DO NOT USE List of Abbreviations

|Abbreviation |Potential Problem |Preferred Term |

|U (for unit) |Mistaken as zero, four or cc |Write “unit” |

|  | | |

|IU (for International unit) |Mistaken as IV (intravenous) or 10 (ten) |Write “International unit” |

|  | | |

|Q.D., Q.O.D. |Mistaken for each other.
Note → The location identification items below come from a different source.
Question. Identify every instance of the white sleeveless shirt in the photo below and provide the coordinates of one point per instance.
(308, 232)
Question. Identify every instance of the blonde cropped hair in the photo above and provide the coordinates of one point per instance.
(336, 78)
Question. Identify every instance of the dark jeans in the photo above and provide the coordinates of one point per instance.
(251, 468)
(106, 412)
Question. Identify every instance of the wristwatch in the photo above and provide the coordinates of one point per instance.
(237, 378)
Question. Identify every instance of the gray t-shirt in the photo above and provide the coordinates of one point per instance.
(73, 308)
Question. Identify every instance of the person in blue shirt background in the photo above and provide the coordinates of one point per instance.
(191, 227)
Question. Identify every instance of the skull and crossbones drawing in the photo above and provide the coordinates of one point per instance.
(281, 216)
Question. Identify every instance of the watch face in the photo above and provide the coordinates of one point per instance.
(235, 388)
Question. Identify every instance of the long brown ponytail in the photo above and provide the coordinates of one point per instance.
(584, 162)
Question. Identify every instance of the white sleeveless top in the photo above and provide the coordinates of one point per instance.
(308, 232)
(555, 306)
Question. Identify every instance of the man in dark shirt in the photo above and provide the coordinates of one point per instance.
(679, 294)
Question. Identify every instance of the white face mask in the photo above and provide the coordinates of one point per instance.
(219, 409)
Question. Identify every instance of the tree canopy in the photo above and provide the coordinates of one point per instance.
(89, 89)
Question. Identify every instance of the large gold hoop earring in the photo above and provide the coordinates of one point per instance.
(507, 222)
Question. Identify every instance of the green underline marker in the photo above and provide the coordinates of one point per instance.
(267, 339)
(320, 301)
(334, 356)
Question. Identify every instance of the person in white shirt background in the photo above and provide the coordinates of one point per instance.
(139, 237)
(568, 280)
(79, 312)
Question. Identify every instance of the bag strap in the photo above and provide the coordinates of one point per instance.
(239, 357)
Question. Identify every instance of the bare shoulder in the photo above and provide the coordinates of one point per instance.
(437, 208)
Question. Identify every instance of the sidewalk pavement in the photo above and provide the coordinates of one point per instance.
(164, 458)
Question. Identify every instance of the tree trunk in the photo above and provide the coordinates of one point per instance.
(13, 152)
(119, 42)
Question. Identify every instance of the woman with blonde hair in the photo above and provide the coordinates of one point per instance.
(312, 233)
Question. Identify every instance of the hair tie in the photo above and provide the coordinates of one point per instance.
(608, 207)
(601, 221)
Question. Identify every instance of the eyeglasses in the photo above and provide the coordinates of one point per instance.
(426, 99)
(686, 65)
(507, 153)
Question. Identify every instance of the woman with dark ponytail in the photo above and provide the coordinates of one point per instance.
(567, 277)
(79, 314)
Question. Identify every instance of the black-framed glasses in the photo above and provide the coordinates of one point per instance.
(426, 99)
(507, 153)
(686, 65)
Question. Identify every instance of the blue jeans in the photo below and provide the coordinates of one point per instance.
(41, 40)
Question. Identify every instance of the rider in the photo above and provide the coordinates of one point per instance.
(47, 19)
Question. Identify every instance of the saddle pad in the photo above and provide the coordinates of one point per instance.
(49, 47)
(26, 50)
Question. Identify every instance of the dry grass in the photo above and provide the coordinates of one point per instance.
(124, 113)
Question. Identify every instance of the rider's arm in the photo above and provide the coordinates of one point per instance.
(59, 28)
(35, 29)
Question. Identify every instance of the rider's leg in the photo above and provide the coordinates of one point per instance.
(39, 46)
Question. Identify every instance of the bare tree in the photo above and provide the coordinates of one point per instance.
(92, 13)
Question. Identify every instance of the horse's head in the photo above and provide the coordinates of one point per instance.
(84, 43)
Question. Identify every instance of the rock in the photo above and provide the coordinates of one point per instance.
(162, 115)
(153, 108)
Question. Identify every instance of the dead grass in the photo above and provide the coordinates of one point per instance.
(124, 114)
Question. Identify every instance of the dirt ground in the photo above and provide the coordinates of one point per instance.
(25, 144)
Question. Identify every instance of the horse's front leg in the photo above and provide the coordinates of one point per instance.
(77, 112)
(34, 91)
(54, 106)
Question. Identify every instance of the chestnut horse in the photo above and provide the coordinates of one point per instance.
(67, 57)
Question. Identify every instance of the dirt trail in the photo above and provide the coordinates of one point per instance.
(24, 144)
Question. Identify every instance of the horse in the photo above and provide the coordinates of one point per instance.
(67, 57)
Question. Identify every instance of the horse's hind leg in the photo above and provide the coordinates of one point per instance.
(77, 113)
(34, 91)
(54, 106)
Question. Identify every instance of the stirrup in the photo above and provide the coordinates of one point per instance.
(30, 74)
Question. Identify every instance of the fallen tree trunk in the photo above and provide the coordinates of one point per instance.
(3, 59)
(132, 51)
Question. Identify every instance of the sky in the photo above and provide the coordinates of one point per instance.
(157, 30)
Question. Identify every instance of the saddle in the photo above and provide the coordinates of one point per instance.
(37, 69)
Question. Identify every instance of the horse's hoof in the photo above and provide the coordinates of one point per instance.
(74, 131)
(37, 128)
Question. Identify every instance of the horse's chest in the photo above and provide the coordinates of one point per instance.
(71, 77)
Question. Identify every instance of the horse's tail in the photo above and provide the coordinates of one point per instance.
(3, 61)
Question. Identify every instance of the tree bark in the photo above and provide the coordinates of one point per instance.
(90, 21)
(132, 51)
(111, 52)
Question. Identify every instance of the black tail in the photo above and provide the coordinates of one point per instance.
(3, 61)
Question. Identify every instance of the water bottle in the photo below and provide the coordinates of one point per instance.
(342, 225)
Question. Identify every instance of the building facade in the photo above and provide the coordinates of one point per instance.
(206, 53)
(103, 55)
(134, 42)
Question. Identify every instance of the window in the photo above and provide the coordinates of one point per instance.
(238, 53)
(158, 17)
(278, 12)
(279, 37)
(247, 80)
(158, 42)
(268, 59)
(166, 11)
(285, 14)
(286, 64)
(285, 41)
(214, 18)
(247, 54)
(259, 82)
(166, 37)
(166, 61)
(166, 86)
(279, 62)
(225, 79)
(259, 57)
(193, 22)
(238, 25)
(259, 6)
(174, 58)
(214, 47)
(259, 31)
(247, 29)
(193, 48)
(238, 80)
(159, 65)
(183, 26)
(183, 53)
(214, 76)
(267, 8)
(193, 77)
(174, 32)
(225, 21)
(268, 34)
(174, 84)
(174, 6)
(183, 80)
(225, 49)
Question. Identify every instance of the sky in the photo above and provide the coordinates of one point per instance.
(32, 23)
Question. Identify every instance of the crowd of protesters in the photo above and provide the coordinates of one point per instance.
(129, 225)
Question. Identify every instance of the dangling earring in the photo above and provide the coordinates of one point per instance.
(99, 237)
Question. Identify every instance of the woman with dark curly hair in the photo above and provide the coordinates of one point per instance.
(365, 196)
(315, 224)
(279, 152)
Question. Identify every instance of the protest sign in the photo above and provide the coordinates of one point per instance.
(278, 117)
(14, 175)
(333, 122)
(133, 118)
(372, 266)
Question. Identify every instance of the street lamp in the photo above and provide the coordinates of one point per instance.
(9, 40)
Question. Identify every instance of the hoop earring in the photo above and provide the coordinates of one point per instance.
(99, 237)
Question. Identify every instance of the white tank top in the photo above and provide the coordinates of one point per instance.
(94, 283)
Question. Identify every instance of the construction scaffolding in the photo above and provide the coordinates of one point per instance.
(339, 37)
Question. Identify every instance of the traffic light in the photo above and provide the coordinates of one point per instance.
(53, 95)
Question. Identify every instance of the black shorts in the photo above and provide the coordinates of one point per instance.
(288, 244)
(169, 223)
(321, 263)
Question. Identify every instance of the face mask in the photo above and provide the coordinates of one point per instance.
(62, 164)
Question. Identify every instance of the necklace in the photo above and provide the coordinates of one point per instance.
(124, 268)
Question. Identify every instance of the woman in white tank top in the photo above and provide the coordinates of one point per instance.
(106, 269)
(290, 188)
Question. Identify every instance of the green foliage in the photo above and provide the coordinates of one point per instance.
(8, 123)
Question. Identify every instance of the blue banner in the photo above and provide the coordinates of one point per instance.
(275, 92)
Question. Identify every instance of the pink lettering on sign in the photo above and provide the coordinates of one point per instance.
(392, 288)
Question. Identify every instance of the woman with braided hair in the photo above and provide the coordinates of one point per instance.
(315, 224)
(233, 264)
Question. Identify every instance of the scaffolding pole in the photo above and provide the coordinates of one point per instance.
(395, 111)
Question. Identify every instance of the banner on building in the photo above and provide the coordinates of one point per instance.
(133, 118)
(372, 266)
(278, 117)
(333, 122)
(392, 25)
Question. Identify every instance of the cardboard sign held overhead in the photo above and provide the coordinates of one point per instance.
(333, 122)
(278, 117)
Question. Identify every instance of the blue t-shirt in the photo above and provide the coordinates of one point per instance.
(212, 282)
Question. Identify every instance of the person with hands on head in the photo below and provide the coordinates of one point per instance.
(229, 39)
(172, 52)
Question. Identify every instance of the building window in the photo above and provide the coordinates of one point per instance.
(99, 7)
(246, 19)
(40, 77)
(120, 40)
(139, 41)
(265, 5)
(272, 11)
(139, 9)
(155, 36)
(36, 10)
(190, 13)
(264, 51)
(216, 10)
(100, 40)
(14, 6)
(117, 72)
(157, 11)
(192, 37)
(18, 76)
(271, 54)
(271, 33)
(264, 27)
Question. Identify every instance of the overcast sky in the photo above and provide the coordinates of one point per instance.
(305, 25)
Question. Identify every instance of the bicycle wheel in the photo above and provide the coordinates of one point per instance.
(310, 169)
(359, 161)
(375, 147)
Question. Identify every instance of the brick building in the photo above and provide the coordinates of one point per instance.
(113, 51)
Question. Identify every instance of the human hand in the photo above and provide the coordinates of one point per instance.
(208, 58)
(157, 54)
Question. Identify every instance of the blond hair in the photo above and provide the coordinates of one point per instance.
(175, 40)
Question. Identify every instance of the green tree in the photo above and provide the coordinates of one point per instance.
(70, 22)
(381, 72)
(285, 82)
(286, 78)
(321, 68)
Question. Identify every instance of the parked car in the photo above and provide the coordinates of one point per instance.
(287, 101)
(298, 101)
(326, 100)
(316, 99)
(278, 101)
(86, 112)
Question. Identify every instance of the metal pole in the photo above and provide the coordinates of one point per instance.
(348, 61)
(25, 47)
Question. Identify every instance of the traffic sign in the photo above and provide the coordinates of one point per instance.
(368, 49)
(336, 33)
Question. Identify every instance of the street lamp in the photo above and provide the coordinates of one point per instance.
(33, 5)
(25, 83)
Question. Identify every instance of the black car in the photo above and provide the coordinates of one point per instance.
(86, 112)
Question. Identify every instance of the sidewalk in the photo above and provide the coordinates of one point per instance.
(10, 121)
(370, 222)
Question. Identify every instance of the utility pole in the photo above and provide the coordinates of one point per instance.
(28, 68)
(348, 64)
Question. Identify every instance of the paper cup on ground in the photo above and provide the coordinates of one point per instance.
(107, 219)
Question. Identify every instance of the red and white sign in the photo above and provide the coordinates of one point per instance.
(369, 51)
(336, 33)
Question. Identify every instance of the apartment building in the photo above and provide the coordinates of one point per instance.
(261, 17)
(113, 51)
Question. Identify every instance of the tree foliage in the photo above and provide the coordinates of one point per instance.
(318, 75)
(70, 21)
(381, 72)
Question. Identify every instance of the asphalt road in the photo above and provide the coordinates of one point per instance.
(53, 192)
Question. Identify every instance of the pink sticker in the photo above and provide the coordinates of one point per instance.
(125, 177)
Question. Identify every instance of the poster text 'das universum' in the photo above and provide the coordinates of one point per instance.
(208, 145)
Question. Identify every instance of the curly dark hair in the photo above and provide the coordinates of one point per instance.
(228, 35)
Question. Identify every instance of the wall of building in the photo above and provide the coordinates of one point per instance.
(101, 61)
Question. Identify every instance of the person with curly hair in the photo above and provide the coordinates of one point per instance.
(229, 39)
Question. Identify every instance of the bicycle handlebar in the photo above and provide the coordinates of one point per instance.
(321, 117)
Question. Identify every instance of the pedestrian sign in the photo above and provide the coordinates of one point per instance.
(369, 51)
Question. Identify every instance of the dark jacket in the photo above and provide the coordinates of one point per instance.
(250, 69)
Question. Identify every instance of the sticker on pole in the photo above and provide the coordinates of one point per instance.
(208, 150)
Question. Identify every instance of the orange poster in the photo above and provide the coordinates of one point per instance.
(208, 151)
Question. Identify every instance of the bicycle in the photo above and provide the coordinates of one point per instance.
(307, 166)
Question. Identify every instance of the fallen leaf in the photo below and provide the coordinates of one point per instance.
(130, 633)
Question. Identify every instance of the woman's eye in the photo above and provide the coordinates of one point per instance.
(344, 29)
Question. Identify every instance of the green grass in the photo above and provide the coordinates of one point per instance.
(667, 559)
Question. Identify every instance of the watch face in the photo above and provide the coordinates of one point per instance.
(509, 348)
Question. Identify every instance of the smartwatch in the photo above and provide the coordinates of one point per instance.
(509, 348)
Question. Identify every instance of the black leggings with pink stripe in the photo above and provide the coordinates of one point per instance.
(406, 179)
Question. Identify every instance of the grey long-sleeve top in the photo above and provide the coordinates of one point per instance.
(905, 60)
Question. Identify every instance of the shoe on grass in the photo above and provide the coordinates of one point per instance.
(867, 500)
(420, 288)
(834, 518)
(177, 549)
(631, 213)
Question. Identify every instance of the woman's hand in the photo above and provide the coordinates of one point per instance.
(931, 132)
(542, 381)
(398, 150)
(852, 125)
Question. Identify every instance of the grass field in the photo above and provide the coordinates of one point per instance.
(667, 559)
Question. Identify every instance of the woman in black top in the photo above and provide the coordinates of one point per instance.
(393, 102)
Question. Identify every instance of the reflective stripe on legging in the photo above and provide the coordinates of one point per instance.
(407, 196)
The period after the Q |Write “daily” and “every other day” |

|(Latin abbreviation for once daily and |can be mistaken for an “I” and the “O” can be | |

|every other day) |mistaken for an “I” | |

|  | | |

|Trailing Zero (X.0 mg), |Decimal point is missed |Never write a zero by itself after a decimal point |

|Lack of Leading Zero (.X mg) | |(X mg), and always use a zero before a decimal |

| | |point (0.X mg) |

| | |  |

|MS, MSO4 or MgSO4 |Confused for one another. |Write “morphine sulfate” or “magnesium sulfate” |

| |Can mean morphine sulfate or magnesium sulfate |  |

If the above abbreviations are used in written physician orders, clarification of the order should be obtained before implementation of the orders whenever possible. The safety of the patient always comes first. If, in the judgment of the people providing care to the patient (e.g., the registered nurse and pharmacist), the order is clear and complete and the delay to obtain confirmation from the prescriber prior to execution of the order would place the patient at greater risk, then the order should be carried out and the confirmation obtained as soon as possible thereafter.